Annotated dataset of clinical notes for predicting social determinants of mental health in opioid use disorder using a Human-in-the-Loop Large Language Model Interaction for Annotation (HLLIA) framework

Data files

Mar 06, 2026 version files 163.76 KB

Click names to download individual files

Abstract

This dataset comprises 2,636 deidentified discharge summaries from the MIMIC-IV-Note database, annotated for 13 Social Determinants of Mental Health (SDOMH) relevant to Opioid Use Disorder (OUD). The dataset was created to support natural language processing (NLP) and machine learning research aimed at identifying social factors influencing OUD outcomes. Using a Human-in-the-Loop Large Language Model Interaction for Annotation (HLLIA) framework, initial SDOMH labels were generated by GPT-3.5/4 and subsequently refined through expert review, partial-correlation–based validation, and iterative consensus refinement to ensure label consistency and reliability. Each record includes: (1) a subject ID, (2) binary indicators for OUD presence (Hierarchy 1), SDOMH presence (Hierarchy 2), and (3) thirteen binary columns representing specific determinants such as Social Detachment, Financial Uncertainty, Housing Instability, Substance Misuse, Violence, and Suicide Mortality (Hierarchy 3).

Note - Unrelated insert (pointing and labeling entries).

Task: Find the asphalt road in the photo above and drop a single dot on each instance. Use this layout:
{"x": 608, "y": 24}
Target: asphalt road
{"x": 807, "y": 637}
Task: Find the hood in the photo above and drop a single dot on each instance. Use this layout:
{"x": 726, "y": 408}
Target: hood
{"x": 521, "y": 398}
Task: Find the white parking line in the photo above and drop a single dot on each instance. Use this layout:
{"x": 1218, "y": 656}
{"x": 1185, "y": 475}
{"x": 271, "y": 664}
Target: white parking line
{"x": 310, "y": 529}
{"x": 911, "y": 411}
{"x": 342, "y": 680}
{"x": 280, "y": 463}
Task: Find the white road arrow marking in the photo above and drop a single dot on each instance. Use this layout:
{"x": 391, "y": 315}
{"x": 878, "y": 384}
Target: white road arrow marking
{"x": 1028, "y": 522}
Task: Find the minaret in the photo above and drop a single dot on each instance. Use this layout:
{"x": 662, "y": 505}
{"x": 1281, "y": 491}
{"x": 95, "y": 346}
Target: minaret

The dataset enables hierarchical, multi-label classification of SDOMHs and serves as training data for transformer-based models such as the Multilevel Hierarchical Clinical-Longformer Embeddings (MHCLE) algorithm. Potential reuse includes applications in social and behavioral health informatics, causal inference, clinical decision support, and bias-aware LLM annotation studies.